A tradutora e jornalista Rosa Freire D’Aguiar vem de publicar um delicioso livro sobre seus tempos de correspondente em Paris, nas décadas de 1970 e 1980. Mas a obra é mais que um percurso autobiográfico, pois também reúne 21 entrevistas com importantes personalidades do mundo cultural da época. Ao nos devolver aos ares de então, Rosa, com agudo senso histórico e social, faz-nos respirar a atmosfera forte das mudanças e a presença da literatura como uma importante aliada.

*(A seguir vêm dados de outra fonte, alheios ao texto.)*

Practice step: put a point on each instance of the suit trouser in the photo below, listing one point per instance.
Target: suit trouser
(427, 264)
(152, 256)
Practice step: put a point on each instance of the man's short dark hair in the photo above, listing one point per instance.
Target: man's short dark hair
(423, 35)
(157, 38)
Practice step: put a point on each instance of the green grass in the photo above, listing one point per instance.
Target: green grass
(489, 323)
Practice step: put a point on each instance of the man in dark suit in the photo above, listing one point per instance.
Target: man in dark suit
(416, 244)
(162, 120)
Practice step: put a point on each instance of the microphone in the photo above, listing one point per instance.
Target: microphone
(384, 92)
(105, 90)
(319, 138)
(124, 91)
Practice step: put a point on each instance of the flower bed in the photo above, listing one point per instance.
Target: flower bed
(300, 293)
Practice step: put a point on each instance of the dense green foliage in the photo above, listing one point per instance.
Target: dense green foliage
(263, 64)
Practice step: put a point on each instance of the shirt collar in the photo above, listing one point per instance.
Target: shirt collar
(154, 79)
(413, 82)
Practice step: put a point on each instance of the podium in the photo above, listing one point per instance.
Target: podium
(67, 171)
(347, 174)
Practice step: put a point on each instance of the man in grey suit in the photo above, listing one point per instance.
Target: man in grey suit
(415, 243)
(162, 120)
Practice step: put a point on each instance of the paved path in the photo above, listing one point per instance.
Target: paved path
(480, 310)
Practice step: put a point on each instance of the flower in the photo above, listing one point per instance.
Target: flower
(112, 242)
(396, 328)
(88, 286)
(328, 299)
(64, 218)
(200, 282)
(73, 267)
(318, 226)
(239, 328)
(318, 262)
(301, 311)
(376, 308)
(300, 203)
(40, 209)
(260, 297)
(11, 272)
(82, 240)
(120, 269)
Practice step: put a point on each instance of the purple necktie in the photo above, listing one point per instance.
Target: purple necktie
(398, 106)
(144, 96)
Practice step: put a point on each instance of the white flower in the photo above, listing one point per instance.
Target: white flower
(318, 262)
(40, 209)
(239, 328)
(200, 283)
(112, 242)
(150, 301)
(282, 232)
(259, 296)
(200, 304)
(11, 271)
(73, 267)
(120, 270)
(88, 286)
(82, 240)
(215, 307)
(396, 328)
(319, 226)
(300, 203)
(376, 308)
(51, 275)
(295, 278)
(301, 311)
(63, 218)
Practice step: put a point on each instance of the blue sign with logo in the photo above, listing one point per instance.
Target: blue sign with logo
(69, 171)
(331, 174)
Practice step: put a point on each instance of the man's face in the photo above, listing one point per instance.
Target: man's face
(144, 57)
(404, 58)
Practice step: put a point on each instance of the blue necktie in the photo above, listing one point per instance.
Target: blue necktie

A híbrida estrutura de “Sempre Paris: crônica de uma cidade, seus escritores e artistas” abriga duas partes: a autobiográfica e as entrevistas. A primeira parte contextualiza a segunda. O estilo é ágil, bem-humorado e quase febril, com o inocultável prazer de nos apresentar uma França tão próxima quanto distante do Brasil. Na segunda parte (que, a rigor, não deixa de também ser biográfica), encontram-se 21 entrevistas realizadas pela correspondente carioca em terras francesas. Tais conversas eram originalmente um material que dormiu até as solidões da pandemia do novo coronavírus. Dormiu não, “beladormeceu”, como diria Guimarães Rosa. Era um livro que pedia para nascer ou acordar, eram palavras que novamente instavam para ser lidas e relidas. “A traça não pode com a alfazema”, como também falou o pai de Riobaldo e Miguilim. Rosa pôs mãos à obra (afinal, sobrava-lhe alfazema para zombar das traças), e o amor a Paris e à literatura fizeram o resto.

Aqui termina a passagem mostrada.